Steve McQueen, winner of the BFI Fellowship Award, pictured in the press room at the London Film Festival Awards, held at Ban
Steve McQueen, winner of the BFI Fellowship Award, pictured in the press room at the London Film Festival Awards, held at Banqueting House in London.

Sir Steve McQueen has said that his younger self would not be impressed by his knighthood.

The Oscar-winning filmmaker, 50, told the Big Issue that while it is “great” to receive the honour “it doesn’t mean anything unless you can actually use it”.

The 12 Years A Slave director was given a knighthood in the New Year’s Honours list for services to film.

Sir Steve McQueen
Sir Steve is an Oscar-winning director (Ian West/PA)

Sir Steve told the magazine: “My younger self wouldn’t give a damn about my knighthood.

“‘What is he doing with it?’ That is what he would ask.

“The country I come from gave me this high award – and that’s great.

“But it doesn’t mean anything unless you can actually use it.”

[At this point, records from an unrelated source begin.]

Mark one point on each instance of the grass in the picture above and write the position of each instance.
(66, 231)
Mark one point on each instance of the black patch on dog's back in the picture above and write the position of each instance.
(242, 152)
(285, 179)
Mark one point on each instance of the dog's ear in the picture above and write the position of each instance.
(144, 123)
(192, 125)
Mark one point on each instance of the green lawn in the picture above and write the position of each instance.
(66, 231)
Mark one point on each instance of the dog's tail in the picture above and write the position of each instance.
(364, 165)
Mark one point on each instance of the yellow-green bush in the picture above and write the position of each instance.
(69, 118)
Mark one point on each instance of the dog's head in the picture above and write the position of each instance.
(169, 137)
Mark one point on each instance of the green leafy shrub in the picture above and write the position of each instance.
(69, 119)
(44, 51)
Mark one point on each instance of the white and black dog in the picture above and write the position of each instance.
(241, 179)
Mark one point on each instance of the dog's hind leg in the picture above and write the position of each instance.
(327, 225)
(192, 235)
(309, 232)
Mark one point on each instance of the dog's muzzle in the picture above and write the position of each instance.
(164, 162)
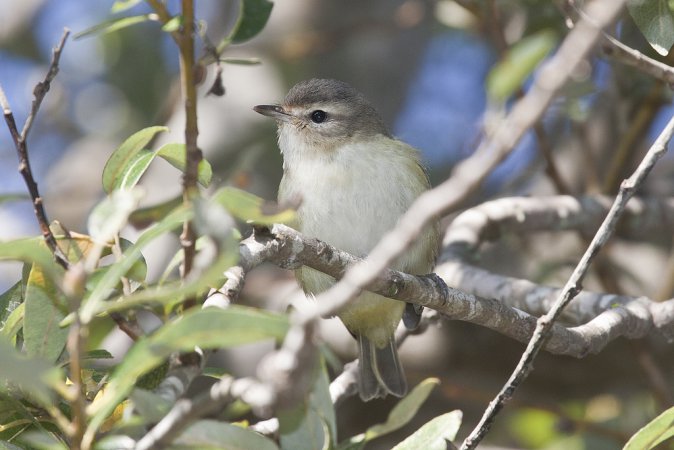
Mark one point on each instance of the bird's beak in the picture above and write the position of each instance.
(274, 111)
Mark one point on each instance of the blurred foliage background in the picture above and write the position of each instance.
(428, 68)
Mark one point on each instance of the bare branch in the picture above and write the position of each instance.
(573, 286)
(19, 139)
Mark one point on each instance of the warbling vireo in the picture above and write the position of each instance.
(353, 181)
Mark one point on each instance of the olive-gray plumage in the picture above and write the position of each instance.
(353, 181)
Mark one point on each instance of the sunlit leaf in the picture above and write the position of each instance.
(114, 24)
(655, 21)
(144, 217)
(656, 431)
(435, 434)
(27, 374)
(111, 214)
(10, 300)
(42, 334)
(123, 5)
(175, 155)
(252, 19)
(130, 257)
(251, 208)
(213, 434)
(207, 328)
(124, 159)
(518, 64)
(173, 25)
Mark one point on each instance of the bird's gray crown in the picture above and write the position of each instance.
(360, 117)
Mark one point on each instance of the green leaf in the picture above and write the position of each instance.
(144, 217)
(113, 273)
(213, 434)
(242, 61)
(123, 5)
(655, 21)
(31, 251)
(399, 416)
(175, 155)
(314, 426)
(10, 300)
(111, 214)
(114, 24)
(656, 431)
(518, 63)
(43, 336)
(28, 374)
(435, 434)
(252, 19)
(251, 208)
(123, 166)
(173, 25)
(206, 328)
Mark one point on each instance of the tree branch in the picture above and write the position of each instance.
(573, 286)
(19, 139)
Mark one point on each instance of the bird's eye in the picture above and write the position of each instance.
(318, 116)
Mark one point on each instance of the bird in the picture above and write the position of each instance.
(353, 181)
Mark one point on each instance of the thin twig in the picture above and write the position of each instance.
(193, 154)
(572, 287)
(19, 139)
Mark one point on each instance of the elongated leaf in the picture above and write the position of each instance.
(658, 430)
(123, 5)
(115, 24)
(28, 374)
(252, 19)
(111, 214)
(655, 21)
(213, 434)
(207, 328)
(251, 208)
(10, 300)
(518, 64)
(435, 434)
(124, 159)
(175, 155)
(43, 336)
(130, 257)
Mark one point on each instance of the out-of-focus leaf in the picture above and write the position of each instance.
(130, 257)
(518, 63)
(242, 61)
(174, 24)
(252, 19)
(175, 155)
(42, 440)
(123, 5)
(111, 214)
(43, 336)
(656, 431)
(10, 300)
(399, 416)
(144, 217)
(655, 21)
(207, 328)
(124, 159)
(435, 434)
(114, 24)
(31, 250)
(251, 208)
(28, 374)
(213, 434)
(311, 427)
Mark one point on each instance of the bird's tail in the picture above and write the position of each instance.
(380, 370)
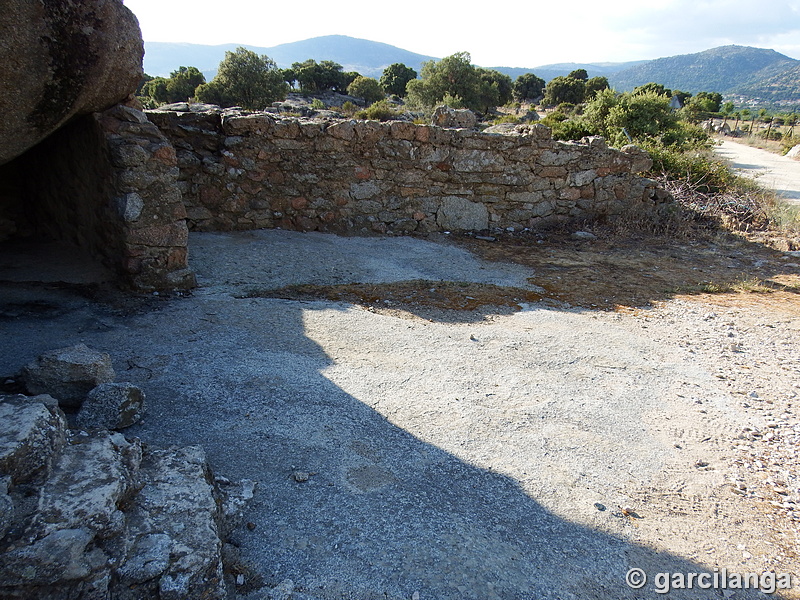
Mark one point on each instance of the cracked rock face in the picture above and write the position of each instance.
(97, 515)
(68, 374)
(70, 58)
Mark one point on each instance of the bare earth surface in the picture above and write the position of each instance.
(450, 418)
(771, 170)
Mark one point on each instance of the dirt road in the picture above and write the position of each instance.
(771, 170)
(596, 419)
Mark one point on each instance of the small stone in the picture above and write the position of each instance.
(111, 406)
(68, 374)
(282, 591)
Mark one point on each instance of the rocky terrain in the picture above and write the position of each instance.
(462, 418)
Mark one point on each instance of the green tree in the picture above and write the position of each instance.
(596, 111)
(682, 96)
(182, 84)
(395, 77)
(244, 78)
(579, 74)
(642, 115)
(367, 88)
(324, 76)
(528, 87)
(452, 77)
(156, 90)
(708, 101)
(594, 85)
(142, 82)
(564, 89)
(495, 89)
(652, 87)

He added that he doesn’t admire his younger self “for following his path”.

Widows Special Screening – London
Sir Steve was knighted for services to film (Ian West/PA)

“I just think of the other people that could have gone on a similar path but didn’t,” he said.

“I was an exception because of hard-headedness and luck.

“Or hard-headedness and talent. My hard-headedness and a certain innate talent to draw made that luck.”

He also claimed that 12 Years A Slave “opened a lot of doors for other filmmakers”.

“Certain movies would not have been made without it – and I know that for a fact because the producers told me.

“So it was a real catalyst moment for filmmaking.

“It was me being headstrong again. Everyone was telling me no and I didn’t take any notice, just like before.”

The Big Issue, sold by vendors to lift themselves out of poverty, is available now.